Elle un beau sourire délicat sur son visage en le voyant faire de même, lui qui n'affichait plus que le désespoir sur son visage impassible, depuis si longtemps. Pour elle, être inexpressif n'était pas une raison suffisante pour empêcher ses lèvres d'exprimer sa joie. Estefan l'avait compris. Toutefois, ces temps-ci, il n'était pas en forme et ne montrait aucun véritable signe de vie, comme s'il n'avait plus aucune raison d'être heureux, comme s'il avait perdu toute sa joie de vivre d'un seul coup, comme si sa petite amie était partie avec sa vie, et ne demeurait plus qu'une sorte de cadavre ambulant. C'était son point de vue. Ainsi, ce qu'elle venait tout juste de voir était la toute première trace de gaieté de sa part depuis des lustres, une trace de vie qui la ravissait. C'était un bon début. Ou peut-être une fin ? Elle avait l'impression qu'il était à deux doigts de guérir de sa dépression. Juste encore un petit effort et tout serait réglé. Une illusion. Elle aimait bien simplifier les choses, les rendre plus faciles à comprendre, pour les études surtout, et là, pour un simple sentiment qu'elle n'arrivait pas à imaginer aussi complexe. Mais, on ne pouvait pas lui en vouloir, car elle n'avait jamais vécu une situation semblable. Il était donc temps de l'accueillir.
▬ Non, je suis arrivée il y a peu de temps, à vrai dire. lui répondit-elle d'une voix calme.
Un peu de retard ne la dérangeait pas tant que cela. Elle n'était pas très pointilleuse sur la ponctualité, hormis celle des cours scolaires. Enfin, elle lui aurait probablement fait une remarque s'il avait mis plus de temps sans s'excuser, déçue de sa négligence alors qu'elle attendait avec impatience une occasion pour le revoir ; mais là, il n'y avait rien à lui reprocher. Elle se demandait même s'il était vraiment arrivé plus tard que prévu.
▬ Tu n'as pas à t'excuser. J'étais en train de réfléchir en t'attendant. continua-t-elle en plissant les yeux.

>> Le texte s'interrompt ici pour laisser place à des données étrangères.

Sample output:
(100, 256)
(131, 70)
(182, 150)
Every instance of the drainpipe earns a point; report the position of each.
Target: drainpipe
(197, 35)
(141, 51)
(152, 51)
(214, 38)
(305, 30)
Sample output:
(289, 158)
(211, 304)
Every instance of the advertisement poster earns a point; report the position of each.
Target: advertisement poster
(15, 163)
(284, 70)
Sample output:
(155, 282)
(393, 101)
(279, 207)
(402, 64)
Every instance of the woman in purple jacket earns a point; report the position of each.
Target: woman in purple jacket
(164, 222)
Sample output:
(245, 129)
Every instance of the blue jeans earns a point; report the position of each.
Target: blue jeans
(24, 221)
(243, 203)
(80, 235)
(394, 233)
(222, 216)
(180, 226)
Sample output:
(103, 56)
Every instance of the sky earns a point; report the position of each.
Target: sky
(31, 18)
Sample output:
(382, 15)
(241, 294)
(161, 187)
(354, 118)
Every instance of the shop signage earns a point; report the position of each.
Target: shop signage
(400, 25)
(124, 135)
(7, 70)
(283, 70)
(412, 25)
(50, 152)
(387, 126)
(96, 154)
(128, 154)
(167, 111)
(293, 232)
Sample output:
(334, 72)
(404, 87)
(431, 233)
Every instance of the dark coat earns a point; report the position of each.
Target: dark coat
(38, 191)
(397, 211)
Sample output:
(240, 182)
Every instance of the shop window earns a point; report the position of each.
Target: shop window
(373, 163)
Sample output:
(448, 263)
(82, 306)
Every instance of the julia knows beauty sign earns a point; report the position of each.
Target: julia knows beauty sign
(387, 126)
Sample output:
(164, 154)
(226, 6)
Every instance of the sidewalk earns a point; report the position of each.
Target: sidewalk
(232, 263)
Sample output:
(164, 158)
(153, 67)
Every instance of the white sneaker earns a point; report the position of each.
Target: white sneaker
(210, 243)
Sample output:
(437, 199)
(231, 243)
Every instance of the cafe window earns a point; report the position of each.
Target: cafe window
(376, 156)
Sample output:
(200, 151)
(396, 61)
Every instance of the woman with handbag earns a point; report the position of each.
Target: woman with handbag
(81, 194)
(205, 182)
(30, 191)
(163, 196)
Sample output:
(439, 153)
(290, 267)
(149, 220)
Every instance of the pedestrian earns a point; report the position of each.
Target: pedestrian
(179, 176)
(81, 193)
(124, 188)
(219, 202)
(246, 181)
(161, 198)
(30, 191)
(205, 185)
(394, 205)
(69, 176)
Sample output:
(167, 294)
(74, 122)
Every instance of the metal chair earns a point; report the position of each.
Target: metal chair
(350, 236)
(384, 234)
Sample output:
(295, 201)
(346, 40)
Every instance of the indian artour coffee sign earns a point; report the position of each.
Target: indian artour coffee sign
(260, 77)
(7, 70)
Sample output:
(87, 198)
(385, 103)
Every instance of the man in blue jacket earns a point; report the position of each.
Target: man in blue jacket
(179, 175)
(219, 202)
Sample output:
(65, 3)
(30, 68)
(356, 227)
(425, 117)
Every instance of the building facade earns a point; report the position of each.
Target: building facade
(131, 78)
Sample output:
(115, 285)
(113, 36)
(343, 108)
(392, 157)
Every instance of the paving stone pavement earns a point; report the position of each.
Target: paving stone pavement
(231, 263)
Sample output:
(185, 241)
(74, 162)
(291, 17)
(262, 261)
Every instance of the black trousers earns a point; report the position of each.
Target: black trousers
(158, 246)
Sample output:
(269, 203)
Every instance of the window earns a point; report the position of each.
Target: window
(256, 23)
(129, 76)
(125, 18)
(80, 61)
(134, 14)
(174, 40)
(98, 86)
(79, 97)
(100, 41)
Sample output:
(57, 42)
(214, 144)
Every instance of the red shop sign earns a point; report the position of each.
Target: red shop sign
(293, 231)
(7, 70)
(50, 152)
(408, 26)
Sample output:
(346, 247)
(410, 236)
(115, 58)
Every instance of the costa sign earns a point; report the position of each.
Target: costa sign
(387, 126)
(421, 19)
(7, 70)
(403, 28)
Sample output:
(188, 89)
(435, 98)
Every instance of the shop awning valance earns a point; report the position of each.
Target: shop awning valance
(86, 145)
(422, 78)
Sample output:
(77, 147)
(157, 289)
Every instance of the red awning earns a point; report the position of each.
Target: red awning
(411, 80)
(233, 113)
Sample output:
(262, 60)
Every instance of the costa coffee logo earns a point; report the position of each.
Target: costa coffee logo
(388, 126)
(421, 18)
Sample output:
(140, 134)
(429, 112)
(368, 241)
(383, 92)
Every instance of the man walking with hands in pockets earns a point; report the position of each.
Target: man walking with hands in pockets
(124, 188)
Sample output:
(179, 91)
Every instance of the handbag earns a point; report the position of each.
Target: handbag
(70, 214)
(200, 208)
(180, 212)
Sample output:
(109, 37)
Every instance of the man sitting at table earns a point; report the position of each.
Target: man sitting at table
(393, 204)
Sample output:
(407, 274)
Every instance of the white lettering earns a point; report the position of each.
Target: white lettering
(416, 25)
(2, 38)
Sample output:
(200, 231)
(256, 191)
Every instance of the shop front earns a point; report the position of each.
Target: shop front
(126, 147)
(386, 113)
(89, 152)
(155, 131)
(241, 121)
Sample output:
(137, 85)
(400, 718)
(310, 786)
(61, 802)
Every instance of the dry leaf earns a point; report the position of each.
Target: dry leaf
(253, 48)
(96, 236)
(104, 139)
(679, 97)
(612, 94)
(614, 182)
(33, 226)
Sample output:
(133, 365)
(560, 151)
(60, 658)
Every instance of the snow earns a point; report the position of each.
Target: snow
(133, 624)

Elle ne mentionna pas le sujet de ses réflexions — ou plutôt de ses tourments —, ni même ne serait-ce qu'un simple indice. Étrange de sa part. Généralement, elle rêvait tant de pouvoir confier ses idées, son avis et ses pensées sur Entropy ; elle voulait tant discuter de ce thème-là avec quelqu'un qui la comprendrait, la conseillerait et confirmerait que sa mentalité était juste, parce qu'elle cherchait avant tout la sagesse et la raison. Juste débattre un peu avec quelqu'un, ou trouver une personne qui compatirait avec elle, lui suffisait amplement. Sauf ce jour-là. Elle n'était pas venue pour chercher à converser de ce genre de sujets — sauf si on le lui demandait, bien entendu — mais pour passer du temps avec le charmant jeune homme qu'était l'Islandais. Elle éloigna la tasse de thé avec sa force spirituelle, à quelques centimètres, le récipient en porcelaine se trouvant toujours à proximité pour en reprendre si elle aurait subitement soif ; puis, avec l'aide de son don, elle s'empara d'une deuxième tasse posée sur la table, la souleva un peu et se retourna vers le garçon aux cheveux blancs.

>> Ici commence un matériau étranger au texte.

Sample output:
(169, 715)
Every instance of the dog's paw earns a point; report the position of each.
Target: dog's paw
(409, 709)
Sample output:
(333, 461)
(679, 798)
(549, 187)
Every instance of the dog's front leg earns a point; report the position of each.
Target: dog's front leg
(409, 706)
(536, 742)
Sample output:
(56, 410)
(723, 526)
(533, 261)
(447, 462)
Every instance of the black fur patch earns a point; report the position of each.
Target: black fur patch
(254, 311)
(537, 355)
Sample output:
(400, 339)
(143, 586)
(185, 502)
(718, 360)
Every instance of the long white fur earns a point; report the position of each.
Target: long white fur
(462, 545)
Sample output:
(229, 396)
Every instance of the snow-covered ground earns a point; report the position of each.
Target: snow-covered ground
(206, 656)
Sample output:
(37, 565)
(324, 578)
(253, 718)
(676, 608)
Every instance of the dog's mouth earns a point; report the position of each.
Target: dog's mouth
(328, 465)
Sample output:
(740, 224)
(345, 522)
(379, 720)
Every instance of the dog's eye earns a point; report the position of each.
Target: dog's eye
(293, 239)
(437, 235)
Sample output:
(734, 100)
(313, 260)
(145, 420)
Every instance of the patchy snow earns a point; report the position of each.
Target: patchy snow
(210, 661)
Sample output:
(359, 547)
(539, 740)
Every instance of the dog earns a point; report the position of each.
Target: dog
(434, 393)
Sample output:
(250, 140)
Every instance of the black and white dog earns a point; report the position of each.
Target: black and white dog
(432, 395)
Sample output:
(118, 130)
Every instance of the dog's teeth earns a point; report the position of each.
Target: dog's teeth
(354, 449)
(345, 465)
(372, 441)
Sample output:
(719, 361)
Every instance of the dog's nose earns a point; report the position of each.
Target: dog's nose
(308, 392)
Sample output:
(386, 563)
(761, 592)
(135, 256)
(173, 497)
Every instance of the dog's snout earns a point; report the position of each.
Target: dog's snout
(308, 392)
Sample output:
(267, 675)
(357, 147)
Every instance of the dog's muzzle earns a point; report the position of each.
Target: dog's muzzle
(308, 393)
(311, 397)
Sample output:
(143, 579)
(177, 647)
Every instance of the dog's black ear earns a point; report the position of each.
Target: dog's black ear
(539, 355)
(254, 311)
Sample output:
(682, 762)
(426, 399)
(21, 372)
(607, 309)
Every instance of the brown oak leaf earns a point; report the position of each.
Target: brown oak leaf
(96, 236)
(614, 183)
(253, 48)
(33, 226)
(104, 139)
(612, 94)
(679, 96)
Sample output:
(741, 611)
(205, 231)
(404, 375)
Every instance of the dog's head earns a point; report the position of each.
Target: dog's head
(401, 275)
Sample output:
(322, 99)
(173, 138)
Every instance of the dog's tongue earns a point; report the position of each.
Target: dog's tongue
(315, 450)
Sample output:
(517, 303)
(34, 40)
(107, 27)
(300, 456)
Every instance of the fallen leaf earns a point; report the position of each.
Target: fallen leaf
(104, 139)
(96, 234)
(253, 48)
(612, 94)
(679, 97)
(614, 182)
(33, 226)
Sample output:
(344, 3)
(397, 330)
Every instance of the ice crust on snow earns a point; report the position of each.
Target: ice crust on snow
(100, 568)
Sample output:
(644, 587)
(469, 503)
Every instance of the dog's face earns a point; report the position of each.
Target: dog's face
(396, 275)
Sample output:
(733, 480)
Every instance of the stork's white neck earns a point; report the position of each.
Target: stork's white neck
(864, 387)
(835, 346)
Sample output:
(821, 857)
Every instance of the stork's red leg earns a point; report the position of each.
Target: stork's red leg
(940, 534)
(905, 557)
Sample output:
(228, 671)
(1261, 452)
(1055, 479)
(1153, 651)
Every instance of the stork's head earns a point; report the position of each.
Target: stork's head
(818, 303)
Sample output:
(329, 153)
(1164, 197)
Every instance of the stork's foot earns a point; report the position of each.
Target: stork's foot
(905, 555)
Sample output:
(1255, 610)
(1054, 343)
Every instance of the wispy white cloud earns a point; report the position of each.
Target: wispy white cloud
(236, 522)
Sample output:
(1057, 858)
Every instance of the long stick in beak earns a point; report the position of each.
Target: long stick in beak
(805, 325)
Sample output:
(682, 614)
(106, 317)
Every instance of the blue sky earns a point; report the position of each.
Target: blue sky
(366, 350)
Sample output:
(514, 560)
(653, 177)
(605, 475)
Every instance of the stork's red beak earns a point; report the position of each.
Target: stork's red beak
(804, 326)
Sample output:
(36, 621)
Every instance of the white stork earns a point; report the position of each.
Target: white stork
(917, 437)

▬ Tu veux du thé à la menthe ? Oh et je t'en prie, assieds-toi. lui proposa-t-elle.
Et malgré tout, elle souhaitait lui faire partager ses observations, ce qui lui tenait tant à cœur depuis la seconde où elle l'eut aperçu entrer :
▬ Tu as l'air de bonne humeur, aujourd'hui. déclara-t-elle.

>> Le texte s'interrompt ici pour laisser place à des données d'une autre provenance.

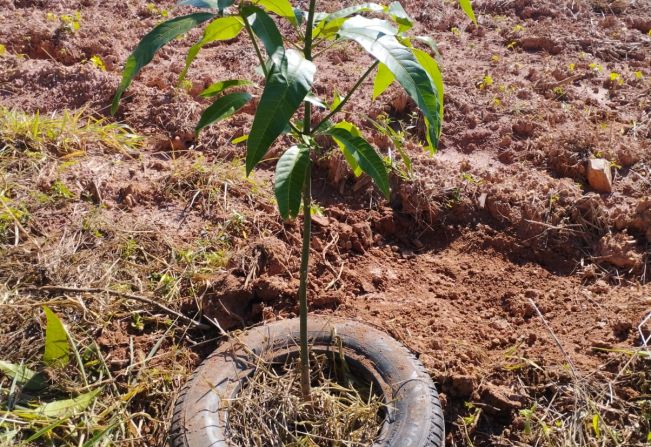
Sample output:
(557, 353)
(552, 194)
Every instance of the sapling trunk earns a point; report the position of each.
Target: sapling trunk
(307, 226)
(302, 291)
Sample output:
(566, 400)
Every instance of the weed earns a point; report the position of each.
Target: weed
(518, 28)
(595, 67)
(156, 11)
(559, 92)
(98, 62)
(60, 190)
(486, 82)
(11, 215)
(68, 23)
(616, 78)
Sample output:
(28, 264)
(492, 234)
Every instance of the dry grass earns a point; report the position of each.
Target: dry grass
(270, 412)
(62, 133)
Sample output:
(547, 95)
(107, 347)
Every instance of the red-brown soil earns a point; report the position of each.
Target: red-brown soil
(494, 261)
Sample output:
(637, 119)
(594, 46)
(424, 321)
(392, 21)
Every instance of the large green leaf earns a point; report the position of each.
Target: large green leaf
(60, 408)
(467, 8)
(25, 377)
(280, 7)
(223, 28)
(289, 80)
(381, 44)
(57, 348)
(152, 42)
(291, 170)
(218, 87)
(365, 156)
(432, 68)
(383, 79)
(265, 28)
(220, 5)
(222, 108)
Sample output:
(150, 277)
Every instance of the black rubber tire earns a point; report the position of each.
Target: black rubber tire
(415, 417)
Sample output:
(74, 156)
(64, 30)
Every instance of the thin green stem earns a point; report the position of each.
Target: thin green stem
(347, 97)
(307, 226)
(302, 290)
(255, 45)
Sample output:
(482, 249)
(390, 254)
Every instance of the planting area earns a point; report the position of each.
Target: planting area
(518, 282)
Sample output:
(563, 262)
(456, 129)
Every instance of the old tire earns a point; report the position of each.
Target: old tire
(414, 418)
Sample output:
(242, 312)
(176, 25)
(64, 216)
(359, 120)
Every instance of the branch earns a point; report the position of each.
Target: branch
(130, 296)
(345, 100)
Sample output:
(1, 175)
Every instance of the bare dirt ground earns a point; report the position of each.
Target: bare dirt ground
(520, 287)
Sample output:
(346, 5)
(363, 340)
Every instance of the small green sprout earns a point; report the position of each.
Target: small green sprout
(616, 78)
(98, 62)
(156, 11)
(70, 22)
(59, 189)
(595, 67)
(518, 28)
(486, 82)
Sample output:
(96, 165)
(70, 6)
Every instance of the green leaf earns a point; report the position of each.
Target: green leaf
(241, 139)
(365, 156)
(219, 5)
(402, 63)
(60, 408)
(350, 10)
(47, 429)
(336, 100)
(432, 68)
(398, 13)
(383, 79)
(222, 108)
(280, 7)
(218, 87)
(152, 42)
(328, 26)
(20, 373)
(290, 79)
(25, 377)
(467, 8)
(56, 341)
(223, 28)
(315, 100)
(352, 162)
(291, 170)
(265, 28)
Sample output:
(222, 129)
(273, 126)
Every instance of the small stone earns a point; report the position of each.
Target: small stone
(599, 176)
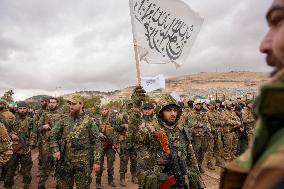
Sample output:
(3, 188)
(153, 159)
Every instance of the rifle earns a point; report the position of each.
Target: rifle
(173, 165)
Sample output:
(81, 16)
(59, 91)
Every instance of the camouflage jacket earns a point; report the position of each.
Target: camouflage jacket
(230, 120)
(25, 129)
(79, 138)
(214, 118)
(109, 126)
(8, 116)
(47, 117)
(249, 120)
(6, 149)
(261, 166)
(199, 122)
(176, 138)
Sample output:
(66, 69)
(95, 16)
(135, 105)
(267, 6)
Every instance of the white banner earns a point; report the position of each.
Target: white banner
(153, 83)
(164, 30)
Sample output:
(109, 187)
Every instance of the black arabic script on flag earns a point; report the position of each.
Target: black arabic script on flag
(165, 33)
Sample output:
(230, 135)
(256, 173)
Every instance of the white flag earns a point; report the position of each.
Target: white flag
(164, 30)
(153, 83)
(175, 96)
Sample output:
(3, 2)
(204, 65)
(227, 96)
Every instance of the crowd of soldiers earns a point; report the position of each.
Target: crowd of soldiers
(161, 139)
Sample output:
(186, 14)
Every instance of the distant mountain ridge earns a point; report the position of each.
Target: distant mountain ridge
(231, 84)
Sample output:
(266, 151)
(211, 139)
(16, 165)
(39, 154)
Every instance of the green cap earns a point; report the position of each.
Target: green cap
(3, 101)
(212, 102)
(75, 99)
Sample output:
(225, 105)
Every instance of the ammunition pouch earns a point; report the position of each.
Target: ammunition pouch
(232, 179)
(163, 162)
(107, 129)
(79, 146)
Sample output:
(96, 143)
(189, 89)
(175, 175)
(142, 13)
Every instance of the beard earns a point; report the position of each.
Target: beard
(272, 61)
(148, 117)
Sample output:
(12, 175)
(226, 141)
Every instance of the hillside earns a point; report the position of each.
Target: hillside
(230, 84)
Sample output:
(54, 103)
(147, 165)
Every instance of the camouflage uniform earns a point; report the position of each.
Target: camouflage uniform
(45, 155)
(7, 118)
(108, 126)
(215, 144)
(261, 166)
(249, 122)
(127, 150)
(25, 129)
(157, 168)
(139, 133)
(199, 120)
(6, 149)
(37, 117)
(77, 139)
(230, 120)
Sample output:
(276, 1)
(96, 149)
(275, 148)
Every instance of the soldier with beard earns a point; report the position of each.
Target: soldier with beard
(23, 135)
(139, 128)
(215, 143)
(261, 166)
(166, 147)
(249, 120)
(76, 146)
(108, 125)
(128, 150)
(4, 112)
(6, 149)
(7, 117)
(200, 132)
(45, 124)
(230, 121)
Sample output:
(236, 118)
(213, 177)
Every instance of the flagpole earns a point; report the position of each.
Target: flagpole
(138, 73)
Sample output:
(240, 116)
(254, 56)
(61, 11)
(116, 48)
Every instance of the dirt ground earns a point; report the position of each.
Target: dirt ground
(211, 178)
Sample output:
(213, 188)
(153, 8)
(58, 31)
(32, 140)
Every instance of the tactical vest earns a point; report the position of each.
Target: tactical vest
(76, 137)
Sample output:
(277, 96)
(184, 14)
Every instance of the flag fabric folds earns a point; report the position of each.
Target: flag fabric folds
(164, 30)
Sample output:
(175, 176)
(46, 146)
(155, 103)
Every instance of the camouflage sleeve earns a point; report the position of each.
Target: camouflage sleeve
(33, 133)
(6, 150)
(248, 118)
(96, 142)
(56, 132)
(134, 122)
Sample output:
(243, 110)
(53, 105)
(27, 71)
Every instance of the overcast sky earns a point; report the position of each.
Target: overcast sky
(60, 46)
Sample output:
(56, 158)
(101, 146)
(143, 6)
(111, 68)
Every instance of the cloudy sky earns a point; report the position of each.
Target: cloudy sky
(60, 46)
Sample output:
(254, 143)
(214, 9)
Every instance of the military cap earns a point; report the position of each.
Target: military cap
(105, 106)
(148, 105)
(227, 102)
(238, 108)
(212, 102)
(22, 104)
(75, 99)
(44, 98)
(198, 101)
(3, 101)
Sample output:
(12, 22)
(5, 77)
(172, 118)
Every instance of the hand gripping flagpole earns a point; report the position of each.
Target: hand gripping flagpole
(136, 52)
(137, 62)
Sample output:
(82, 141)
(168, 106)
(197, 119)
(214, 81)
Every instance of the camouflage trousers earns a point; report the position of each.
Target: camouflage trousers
(200, 144)
(227, 137)
(110, 155)
(127, 153)
(235, 145)
(194, 176)
(25, 160)
(74, 172)
(215, 148)
(46, 163)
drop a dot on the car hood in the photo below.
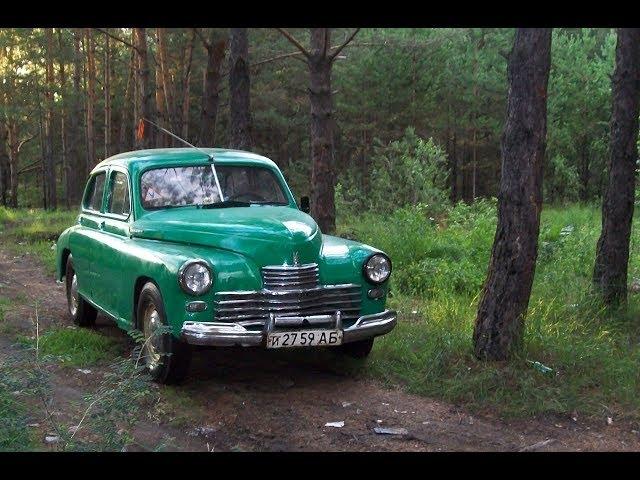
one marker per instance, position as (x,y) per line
(269,235)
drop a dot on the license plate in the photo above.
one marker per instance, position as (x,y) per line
(304,338)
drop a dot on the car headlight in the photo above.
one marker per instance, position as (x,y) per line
(377,268)
(195,277)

Elle lui adressa juste après un sourire lumineux, dans lequel on pouvait presque percevoir un air de triomphe, ayant réellement l'impression d'avoir pratiquement triomphé de ce chagrin. Ah, Chan. Elle désirait vraiment trouver une raison d'être fière d'elle ; elle désirait vraiment se rapprocher du jeune B.